The visiting foodies are eating their way around Hong Kong and Macau, and wanted to have dim sum at Spring Moon (嘉麟樓).  My memories of this place are very hazy, and probably come from a wedding banquet some 15 years ago.   I had never had to urge to return in all these years.  So I figured it would be a good opportunity to check it out again.

I left the ordering to our visitors and simply sat back and watch as the food showed up at our table...

Spring rolls with mixed fungus and mushrooms (羅漢齋春卷) - these were OK, but I wonder why the restaurant chose not to cut these in half, as is normally done at other restaurants?
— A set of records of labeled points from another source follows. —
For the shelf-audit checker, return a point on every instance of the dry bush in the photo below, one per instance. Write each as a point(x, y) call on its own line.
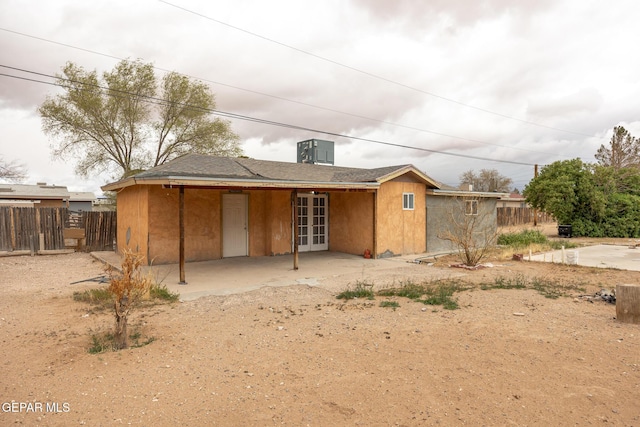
point(471, 229)
point(128, 288)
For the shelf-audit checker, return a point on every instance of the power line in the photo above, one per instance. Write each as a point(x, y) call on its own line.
point(367, 73)
point(156, 100)
point(289, 100)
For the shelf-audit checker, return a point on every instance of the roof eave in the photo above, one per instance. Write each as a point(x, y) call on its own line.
point(461, 193)
point(404, 170)
point(178, 181)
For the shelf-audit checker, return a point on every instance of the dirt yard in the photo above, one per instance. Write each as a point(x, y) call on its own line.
point(298, 356)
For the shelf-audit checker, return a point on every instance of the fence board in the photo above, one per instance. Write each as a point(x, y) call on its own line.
point(5, 229)
point(52, 226)
point(518, 216)
point(20, 228)
point(25, 229)
point(100, 230)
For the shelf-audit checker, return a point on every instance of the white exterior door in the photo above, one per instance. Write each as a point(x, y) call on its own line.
point(313, 226)
point(234, 225)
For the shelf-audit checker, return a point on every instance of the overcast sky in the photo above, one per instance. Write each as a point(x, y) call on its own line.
point(492, 84)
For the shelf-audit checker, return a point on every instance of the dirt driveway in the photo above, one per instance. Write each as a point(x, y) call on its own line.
point(296, 355)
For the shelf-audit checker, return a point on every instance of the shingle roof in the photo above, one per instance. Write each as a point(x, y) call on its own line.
point(196, 166)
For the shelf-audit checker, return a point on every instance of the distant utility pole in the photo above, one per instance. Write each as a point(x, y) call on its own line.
point(535, 211)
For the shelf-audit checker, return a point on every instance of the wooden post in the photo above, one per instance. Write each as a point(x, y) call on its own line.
point(535, 211)
point(181, 214)
point(294, 195)
point(628, 303)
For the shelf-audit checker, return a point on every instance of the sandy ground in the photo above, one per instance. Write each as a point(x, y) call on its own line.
point(298, 356)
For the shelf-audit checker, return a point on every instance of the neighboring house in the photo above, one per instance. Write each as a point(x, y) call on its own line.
point(244, 207)
point(81, 201)
point(461, 213)
point(40, 195)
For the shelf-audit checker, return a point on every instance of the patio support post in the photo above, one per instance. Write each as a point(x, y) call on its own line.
point(294, 196)
point(181, 215)
point(375, 224)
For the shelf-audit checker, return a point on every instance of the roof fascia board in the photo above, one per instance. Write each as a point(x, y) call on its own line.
point(236, 183)
point(486, 195)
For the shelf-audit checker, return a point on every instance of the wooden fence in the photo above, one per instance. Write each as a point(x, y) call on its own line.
point(44, 229)
point(520, 216)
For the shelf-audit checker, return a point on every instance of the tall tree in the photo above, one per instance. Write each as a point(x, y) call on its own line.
point(126, 122)
point(12, 171)
point(488, 180)
point(623, 150)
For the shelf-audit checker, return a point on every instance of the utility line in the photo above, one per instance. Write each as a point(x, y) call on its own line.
point(290, 100)
point(367, 73)
point(155, 100)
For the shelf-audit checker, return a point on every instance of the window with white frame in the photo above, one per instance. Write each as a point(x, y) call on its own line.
point(472, 207)
point(407, 201)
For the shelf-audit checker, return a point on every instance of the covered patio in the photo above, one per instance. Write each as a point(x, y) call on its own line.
point(333, 271)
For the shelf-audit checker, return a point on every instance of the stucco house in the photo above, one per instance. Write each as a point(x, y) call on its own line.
point(203, 208)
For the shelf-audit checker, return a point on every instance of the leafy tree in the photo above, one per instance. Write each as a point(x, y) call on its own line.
point(128, 288)
point(12, 171)
point(488, 180)
point(598, 201)
point(623, 150)
point(125, 122)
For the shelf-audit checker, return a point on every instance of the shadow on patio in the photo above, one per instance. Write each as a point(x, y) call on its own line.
point(333, 271)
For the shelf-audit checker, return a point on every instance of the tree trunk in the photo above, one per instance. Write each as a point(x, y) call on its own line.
point(628, 303)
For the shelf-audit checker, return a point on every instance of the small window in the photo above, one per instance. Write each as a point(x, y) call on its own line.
point(407, 201)
point(472, 207)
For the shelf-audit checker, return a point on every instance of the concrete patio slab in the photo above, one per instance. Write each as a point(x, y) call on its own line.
point(333, 271)
point(603, 256)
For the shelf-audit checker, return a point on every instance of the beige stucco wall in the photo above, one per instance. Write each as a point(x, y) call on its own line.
point(150, 215)
point(269, 222)
point(401, 232)
point(132, 213)
point(351, 222)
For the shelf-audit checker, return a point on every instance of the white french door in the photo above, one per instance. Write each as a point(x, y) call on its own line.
point(313, 227)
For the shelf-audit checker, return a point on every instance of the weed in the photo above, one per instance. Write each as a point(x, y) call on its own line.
point(99, 296)
point(162, 293)
point(547, 288)
point(559, 244)
point(438, 292)
point(391, 304)
point(522, 239)
point(361, 290)
point(101, 344)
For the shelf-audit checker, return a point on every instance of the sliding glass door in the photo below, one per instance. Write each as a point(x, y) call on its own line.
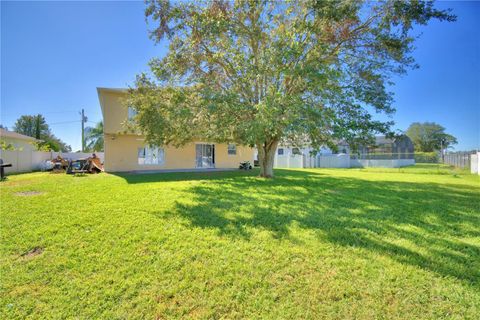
point(205, 155)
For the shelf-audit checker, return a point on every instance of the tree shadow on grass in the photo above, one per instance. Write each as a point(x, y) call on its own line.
point(419, 224)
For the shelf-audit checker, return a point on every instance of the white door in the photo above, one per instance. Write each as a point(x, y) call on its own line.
point(205, 155)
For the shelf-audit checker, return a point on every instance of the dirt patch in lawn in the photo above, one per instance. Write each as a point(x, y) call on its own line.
point(28, 193)
point(32, 253)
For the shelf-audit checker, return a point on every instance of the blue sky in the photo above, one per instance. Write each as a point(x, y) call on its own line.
point(55, 54)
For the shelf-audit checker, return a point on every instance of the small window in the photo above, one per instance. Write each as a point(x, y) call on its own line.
point(296, 151)
point(131, 113)
point(151, 155)
point(232, 149)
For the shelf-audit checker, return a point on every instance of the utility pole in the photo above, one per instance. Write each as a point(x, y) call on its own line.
point(83, 120)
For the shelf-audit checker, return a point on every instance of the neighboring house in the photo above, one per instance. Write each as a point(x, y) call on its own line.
point(130, 152)
point(17, 140)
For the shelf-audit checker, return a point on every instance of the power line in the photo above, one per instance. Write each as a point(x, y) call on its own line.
point(64, 122)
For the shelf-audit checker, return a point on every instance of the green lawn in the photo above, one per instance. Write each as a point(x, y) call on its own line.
point(310, 244)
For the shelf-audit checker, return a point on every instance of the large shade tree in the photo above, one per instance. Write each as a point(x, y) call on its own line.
point(263, 72)
point(429, 136)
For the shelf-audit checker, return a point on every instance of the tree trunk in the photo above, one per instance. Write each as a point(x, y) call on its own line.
point(266, 156)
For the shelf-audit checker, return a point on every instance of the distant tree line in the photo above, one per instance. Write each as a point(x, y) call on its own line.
point(36, 126)
point(429, 137)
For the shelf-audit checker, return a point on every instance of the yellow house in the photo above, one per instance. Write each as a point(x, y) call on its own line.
point(130, 152)
point(17, 140)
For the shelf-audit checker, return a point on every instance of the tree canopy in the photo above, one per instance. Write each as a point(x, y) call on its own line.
point(263, 72)
point(36, 126)
point(429, 136)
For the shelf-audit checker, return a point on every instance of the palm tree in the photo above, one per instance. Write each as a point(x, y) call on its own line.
point(94, 137)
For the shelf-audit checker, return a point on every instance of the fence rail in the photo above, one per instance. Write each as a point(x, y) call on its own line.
point(26, 160)
point(458, 159)
point(382, 156)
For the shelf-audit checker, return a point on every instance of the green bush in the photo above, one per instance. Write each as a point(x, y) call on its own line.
point(426, 157)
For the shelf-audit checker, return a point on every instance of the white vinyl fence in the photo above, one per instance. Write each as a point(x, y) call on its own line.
point(27, 161)
point(475, 163)
point(337, 161)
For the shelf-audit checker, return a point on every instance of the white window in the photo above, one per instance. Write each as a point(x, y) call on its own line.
point(151, 155)
point(131, 113)
point(232, 149)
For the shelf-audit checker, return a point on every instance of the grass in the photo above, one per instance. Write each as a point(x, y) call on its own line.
point(310, 244)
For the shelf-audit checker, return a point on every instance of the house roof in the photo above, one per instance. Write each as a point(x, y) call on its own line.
point(15, 135)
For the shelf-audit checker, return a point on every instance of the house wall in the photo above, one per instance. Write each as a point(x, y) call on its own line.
point(121, 150)
point(113, 110)
point(121, 154)
point(19, 144)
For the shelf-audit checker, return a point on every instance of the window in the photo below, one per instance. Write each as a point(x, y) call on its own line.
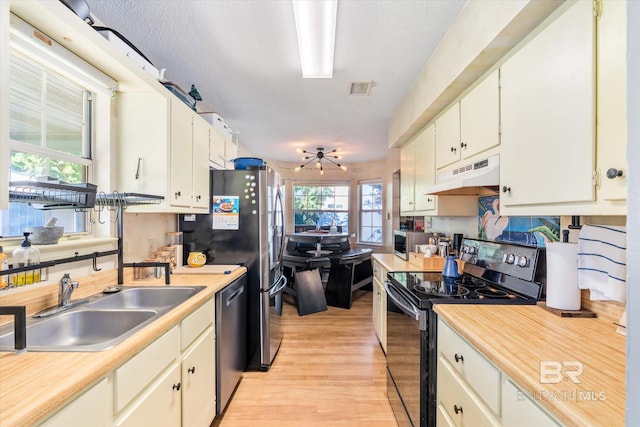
point(370, 212)
point(321, 205)
point(49, 125)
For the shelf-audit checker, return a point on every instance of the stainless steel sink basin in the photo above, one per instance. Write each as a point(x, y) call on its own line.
point(101, 322)
point(146, 297)
point(82, 330)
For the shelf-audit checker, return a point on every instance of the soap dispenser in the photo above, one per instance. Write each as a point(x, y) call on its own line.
point(24, 256)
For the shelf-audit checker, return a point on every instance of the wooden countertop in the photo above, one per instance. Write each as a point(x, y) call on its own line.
point(518, 338)
point(34, 384)
point(394, 263)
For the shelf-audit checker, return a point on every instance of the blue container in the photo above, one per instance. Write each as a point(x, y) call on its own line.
point(244, 163)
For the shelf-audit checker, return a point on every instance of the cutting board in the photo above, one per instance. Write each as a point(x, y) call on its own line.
point(206, 269)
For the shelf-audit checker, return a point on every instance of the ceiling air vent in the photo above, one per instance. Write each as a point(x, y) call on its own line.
point(360, 88)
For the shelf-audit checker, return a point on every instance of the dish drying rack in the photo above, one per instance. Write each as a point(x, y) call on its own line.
point(83, 197)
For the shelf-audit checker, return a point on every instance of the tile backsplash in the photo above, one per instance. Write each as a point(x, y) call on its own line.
point(526, 230)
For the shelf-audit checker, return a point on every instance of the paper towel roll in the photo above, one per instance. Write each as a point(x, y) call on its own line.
point(562, 276)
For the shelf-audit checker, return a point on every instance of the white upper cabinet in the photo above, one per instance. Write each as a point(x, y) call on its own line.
point(548, 114)
point(424, 169)
point(480, 117)
point(448, 137)
point(163, 150)
point(612, 101)
point(407, 178)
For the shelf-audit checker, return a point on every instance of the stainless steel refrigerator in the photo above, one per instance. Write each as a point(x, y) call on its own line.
point(246, 226)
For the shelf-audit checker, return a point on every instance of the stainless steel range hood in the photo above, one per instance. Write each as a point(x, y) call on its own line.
point(469, 178)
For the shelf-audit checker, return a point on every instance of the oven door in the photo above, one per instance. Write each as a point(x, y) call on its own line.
point(405, 326)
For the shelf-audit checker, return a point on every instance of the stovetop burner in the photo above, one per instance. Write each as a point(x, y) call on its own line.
point(442, 289)
point(470, 282)
point(491, 293)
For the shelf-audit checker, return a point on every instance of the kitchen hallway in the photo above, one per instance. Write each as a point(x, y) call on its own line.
point(330, 371)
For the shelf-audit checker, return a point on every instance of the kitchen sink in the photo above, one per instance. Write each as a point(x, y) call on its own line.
point(82, 330)
point(100, 322)
point(146, 297)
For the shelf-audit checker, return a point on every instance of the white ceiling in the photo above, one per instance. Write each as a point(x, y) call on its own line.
point(242, 55)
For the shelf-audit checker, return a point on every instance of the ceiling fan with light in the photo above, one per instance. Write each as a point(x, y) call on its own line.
point(319, 156)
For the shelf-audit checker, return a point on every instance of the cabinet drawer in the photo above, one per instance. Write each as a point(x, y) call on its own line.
point(459, 402)
point(193, 325)
point(478, 372)
point(132, 377)
point(519, 410)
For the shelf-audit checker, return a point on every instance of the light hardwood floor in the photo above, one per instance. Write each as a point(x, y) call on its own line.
point(330, 371)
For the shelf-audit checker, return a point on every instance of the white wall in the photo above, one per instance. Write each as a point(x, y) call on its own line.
point(633, 217)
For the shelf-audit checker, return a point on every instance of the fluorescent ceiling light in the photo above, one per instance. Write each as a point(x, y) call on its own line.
point(316, 29)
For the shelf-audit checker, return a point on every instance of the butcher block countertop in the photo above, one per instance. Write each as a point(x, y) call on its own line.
point(518, 338)
point(393, 262)
point(34, 384)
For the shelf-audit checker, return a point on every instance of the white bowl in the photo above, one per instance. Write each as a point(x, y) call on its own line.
point(43, 235)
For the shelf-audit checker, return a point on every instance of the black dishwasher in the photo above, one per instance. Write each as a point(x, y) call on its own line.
point(231, 340)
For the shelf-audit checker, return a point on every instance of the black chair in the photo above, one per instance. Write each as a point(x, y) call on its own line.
point(310, 293)
point(350, 271)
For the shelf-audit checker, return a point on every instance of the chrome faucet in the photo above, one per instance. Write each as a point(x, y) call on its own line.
point(66, 289)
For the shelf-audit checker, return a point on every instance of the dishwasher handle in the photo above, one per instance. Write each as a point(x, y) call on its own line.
point(236, 293)
point(402, 303)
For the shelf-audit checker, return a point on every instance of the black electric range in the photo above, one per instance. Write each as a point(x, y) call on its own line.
point(494, 273)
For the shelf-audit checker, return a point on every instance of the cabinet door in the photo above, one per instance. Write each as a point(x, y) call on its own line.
point(424, 169)
point(480, 117)
point(143, 134)
point(230, 152)
point(612, 99)
point(200, 163)
point(93, 407)
point(459, 402)
point(160, 404)
point(448, 137)
point(199, 382)
point(547, 93)
point(181, 184)
point(407, 178)
point(519, 410)
point(217, 149)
Steamed shrimp dumplings with bamboo shoots (筍尖鮮蝦餃) - the lighting was a little dim and the folds weren't clear enough for me to discern them, but Hello Kitty counted 11 folds.

Deep-fried dumplings with minced pork and dried shrimps (安蝦咸水角) - OK lah...

Steamed pork and scallops dumplings with matsutake mushrooms (松茸帶子燒賣) - this definitely tasted a little off somehow.  I was trying to figure out the little brown bits on top, so I picked them out and nibbled on them.  Thought the texture was like mushroom.  After looking at the menu later, I found out they were supposed to be matsutake (松茸) mushrooms...

And this is what pisses me off about this place.  What was the point of putting tiny, chopped up bits of matsutake that had neither flavor nor fragrance?  The only reason would be to "upgrade" the siu mai and make it seem more "premium" - the same reason why some other restaurant puts 5 fucking little lumpfish caviar on top of a siu mai so that people can say: "Ooooh!  Caviar!  So grand!!!"  It adds ABSOLUTELY NOTHING.

Steamed turnip cake with preserved meat (砵仔蘿蔔糕) - our visitors seemed to like this.  Frankly, it's probably rare to see the steamed version outside Hong Kong.  Not bad.

Pan-fried glutinous dumplings filled with dried shrimps, black mushrooms and preserved vegetables (家鄉煎茶果) - OK lah...

Golden mashed taro with diced abalone, chicken and black mushrooms (鮑魚雞粒芋角) - something definitely tasted off here... like a bad reaction of abalone to the baking soda.

Pan-fried rice flour rolls with homemade XO sauce (XO醬炒蝦米腸) - I ordered this because I figured our visitors probably haven't had it before... although some of them are getting exposed to XO sauce as an ingredient.  Pretty decent.

Two of our visitors very generously brought a rare and beautiful bottle of bubbly to share with us.  I initially apologized for showing up empty-handed today, explaining that I was recovering from a hangover after a night drinking with my Russian caviar supplier... and wasn't planning on drinking at lunch today.  Someone was definitely twisting my arm by bringing this baby...

1996 Jacques Selosse, dégorgée à 2 Fevrier 2005 - honey, Chinese licorice (甘草), acidity a little high on the first sip.  Nose of salted plum (話梅), hay, savory and mineral.  Soooooo beautiful!  Especially after airing in glass for about an hour.  Naturally the acidity level went up as it warmed up further in glass.  What a privilege to have drunk this wine!

Lucien Albrecht Crémant d'Alsace Brut Rosé - smells like carbonated orange blossom water... Could almost taste the strawberries on the palate.

So... I know this is the Sunday after New Year's Day, and maybe the dim sum chef was off on vacation... but the food was honestly below my expectations.  If I were working for the Rubberman and came to inspect this place for dim sum, they'd get absolutely zero stars.

So the question is: do I even bother coming back to try out dishes for dinner?